MongoDB promises to be more agile and scalable. Couchbase boasts that it provides the world’s most complete, most scalable and best performing NoSQL database. Alongside them, companies like Amazon, Google, Facebook, and LinkedIn all run on proprietary NoSQL databases.
Interestingly, a lot of this non-relational activity appears to be planned far away from the DBA. In its 2014 State of Database Technology Report, InformationWeek found that the NoSQL distributed database platform, Riak, was used by just 1% of respondents to its survey. Yet more than one third of the Fortune 100 employ the technology, supporting InformationWeek’s conclusion that non-relational databases are not replacing relational databases. Instead, they’re augmenting them to offer companies new business analytics capabilities that DBAs just aren’t involved with.
The age of one company, one database, is over
For years – decades, even – companies and organizations have traditionally chosen one kind of database and stayed with it. Be it Microsoft SQL Server or Oracle, MySQL or IBM DB2, there was only room for one budget and one database.
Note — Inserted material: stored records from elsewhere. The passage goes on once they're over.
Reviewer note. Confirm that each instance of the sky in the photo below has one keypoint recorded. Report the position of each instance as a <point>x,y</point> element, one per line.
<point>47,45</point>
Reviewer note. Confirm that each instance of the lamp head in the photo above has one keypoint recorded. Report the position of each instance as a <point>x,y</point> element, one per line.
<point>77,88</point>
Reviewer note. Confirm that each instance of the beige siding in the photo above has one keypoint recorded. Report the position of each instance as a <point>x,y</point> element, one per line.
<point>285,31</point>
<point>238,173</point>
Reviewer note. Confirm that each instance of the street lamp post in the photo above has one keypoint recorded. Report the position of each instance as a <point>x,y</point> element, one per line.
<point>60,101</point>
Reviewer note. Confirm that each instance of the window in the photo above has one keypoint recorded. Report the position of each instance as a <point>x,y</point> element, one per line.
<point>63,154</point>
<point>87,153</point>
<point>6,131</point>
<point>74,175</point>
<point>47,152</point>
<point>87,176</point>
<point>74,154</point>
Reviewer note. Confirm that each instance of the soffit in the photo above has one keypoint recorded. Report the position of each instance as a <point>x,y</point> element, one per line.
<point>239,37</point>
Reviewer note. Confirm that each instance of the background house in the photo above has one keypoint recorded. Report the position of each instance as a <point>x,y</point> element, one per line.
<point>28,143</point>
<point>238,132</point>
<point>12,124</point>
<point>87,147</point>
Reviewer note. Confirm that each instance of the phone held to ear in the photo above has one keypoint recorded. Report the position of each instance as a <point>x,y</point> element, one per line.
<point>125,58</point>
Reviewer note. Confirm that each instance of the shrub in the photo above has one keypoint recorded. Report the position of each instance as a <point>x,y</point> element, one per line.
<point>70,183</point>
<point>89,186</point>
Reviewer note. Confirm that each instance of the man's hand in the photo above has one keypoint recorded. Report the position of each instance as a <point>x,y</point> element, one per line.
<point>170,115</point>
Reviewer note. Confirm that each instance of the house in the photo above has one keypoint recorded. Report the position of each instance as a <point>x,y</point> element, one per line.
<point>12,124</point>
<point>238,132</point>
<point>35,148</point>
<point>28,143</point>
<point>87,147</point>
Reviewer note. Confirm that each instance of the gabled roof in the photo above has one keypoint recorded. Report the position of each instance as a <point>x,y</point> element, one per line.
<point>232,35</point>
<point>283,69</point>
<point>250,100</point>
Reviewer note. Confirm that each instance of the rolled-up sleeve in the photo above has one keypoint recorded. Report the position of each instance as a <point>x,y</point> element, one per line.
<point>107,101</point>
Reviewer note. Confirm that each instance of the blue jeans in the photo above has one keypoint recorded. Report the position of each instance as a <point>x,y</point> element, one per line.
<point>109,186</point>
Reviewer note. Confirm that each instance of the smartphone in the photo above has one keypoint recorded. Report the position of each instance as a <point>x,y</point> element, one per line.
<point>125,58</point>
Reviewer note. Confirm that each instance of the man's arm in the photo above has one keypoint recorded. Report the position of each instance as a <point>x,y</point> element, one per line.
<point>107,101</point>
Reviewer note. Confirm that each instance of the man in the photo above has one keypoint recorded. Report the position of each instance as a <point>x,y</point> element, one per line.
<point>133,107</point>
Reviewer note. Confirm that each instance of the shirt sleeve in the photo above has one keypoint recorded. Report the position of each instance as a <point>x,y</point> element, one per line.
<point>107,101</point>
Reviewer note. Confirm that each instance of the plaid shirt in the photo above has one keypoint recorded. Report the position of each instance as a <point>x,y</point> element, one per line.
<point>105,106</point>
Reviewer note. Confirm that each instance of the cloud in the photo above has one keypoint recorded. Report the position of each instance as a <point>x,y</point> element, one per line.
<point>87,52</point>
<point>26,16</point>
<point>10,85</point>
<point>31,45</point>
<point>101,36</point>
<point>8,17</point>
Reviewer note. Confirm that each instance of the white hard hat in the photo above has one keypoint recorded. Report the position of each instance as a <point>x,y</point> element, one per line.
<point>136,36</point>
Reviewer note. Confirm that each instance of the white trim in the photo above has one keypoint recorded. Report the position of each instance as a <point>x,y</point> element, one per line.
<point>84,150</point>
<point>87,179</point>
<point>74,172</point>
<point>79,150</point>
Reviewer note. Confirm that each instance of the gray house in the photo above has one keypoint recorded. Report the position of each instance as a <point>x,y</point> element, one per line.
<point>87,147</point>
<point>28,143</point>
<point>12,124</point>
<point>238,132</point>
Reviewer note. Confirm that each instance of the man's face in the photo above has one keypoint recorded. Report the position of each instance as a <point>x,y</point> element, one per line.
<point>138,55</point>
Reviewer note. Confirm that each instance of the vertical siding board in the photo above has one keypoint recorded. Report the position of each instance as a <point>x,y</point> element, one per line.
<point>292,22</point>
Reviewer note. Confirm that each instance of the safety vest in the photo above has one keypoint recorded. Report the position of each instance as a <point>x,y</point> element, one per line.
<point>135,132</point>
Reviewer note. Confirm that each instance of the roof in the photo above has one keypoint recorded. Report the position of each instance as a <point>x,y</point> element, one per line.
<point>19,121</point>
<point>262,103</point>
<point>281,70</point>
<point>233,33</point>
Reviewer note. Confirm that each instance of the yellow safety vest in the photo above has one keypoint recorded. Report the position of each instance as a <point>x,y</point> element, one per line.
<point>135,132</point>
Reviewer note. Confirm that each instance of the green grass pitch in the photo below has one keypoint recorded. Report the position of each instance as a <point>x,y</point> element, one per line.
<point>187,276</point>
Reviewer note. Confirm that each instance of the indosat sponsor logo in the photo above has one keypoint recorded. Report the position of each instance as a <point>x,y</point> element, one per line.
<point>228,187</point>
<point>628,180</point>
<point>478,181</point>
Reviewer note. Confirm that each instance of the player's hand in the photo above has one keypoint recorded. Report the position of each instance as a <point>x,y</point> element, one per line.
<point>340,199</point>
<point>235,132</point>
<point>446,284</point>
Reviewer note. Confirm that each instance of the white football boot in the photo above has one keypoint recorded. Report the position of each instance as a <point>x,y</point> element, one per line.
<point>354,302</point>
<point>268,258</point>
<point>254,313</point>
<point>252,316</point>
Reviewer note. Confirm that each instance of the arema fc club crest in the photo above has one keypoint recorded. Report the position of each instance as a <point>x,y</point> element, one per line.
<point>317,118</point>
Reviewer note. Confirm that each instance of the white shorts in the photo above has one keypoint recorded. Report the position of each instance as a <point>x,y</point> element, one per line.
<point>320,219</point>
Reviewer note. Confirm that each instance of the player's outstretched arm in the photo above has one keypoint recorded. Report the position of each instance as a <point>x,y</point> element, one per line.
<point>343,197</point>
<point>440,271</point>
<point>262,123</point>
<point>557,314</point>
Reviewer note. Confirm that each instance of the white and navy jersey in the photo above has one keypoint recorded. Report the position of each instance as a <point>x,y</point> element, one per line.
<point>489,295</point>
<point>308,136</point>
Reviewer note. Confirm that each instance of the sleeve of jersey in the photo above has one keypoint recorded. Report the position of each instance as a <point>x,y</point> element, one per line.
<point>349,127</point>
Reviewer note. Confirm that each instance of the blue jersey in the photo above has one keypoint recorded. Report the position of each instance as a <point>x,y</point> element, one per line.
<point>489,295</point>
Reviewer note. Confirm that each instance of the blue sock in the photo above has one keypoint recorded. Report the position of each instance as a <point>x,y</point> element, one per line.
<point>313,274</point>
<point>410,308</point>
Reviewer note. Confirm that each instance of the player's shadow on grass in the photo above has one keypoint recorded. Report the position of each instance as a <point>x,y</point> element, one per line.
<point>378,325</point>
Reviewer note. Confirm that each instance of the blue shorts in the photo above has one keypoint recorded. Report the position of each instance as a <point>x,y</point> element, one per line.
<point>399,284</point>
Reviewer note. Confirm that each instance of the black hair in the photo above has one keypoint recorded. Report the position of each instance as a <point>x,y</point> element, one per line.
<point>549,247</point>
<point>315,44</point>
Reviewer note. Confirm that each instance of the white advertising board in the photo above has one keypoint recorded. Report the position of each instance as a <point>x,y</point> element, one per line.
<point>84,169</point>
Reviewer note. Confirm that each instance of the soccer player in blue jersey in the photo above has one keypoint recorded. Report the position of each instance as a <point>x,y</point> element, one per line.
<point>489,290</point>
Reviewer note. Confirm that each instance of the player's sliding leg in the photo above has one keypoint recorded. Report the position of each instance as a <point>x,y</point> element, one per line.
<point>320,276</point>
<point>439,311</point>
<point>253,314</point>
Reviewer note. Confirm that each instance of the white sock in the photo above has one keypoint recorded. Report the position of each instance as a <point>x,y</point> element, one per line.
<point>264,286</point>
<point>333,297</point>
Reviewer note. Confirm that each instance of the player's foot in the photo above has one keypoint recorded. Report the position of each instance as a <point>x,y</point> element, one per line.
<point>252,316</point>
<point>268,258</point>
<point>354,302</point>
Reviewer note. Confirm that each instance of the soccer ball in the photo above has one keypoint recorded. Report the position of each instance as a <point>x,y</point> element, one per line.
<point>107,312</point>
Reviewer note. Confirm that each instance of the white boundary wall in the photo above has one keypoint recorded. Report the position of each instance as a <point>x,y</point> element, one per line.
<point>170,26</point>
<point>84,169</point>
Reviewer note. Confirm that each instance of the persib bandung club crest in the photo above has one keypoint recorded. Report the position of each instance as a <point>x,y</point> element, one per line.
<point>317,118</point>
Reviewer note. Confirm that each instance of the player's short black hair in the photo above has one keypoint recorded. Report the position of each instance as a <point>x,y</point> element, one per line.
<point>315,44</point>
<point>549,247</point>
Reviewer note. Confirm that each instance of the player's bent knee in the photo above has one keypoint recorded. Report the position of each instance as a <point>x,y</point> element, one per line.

Virtualization helped, with its ability to run different databases – and many databases – on the same system, but the general truism remained. There was one overall system with the DBA in the center of everything.
That’s going to change and in many ways has to change to accommodate the massive rise in data and types of data that’s on the way.
Alongside the traditional relational databases, non-relational databases are going to become the norm in many companies and organizations. Each with an important role to play in the business.
Big Data is just … data
Barely has the term Big Data become accepted and already analysts are out there saying that Big Data is just, well, data. A lot of it, but data all the same that has to be collected, processed and analyzed.
The thing is that much of the data isn’t the structured data we’re comfortable with in the relational database world. It will be multi-structured data. Massive piles of the stuff that has to be processed as fast as possible because there’s another massive pile that will arrive tomorrow morning.
Platforms like Hadoop are perfect for processing it into a meaningful form. But guess what? Once it’s processed, relational databases will be waiting in the wings to analyze it.
So make friends with Hadoop, MongoDB, CouchBase, Riak, etc. They’re not the enemies waiting to steal your pay check. They’re the allies that will make sure your pay check comes in on time.
It’s time to think a little differently
In the past, applications have come along and they’ve been updated annually or every six months. There has been time to follow a natural process from testing through to staging through to production. Today’s applications are different. They typically demand high availability, a high volume of writes, geographic distribution and lots of upgrades.
All of which means that the methodical release process of yesterday has to be replaced with a faster, more efficient process. One that borrows some of the Agile thinking and starts to use methods like version control, continuous integration, automated deployment. That way, rather than being the bottleneck that slows developers down, DBAs become the enablers that help developer work faster – and protect the data at the same time.
There’s more than enough room for everyone
Remember that estimate we saw before, of the forecast need to process, analyze and store 44 zettabytes of data by 2020? A lot of that will be whisked away to non-relational databases which are better able to handle unstructured and multi-structured data. But a large part of it will be heading in your direction as well. If it’s structured data, relational databases will remain the natural home for it.
The only difference is that in the near future – and it’s not far away – you’ll be sitting alongside the people doing the non-relational stuff. Make friends. It’s going to be an interesting journey.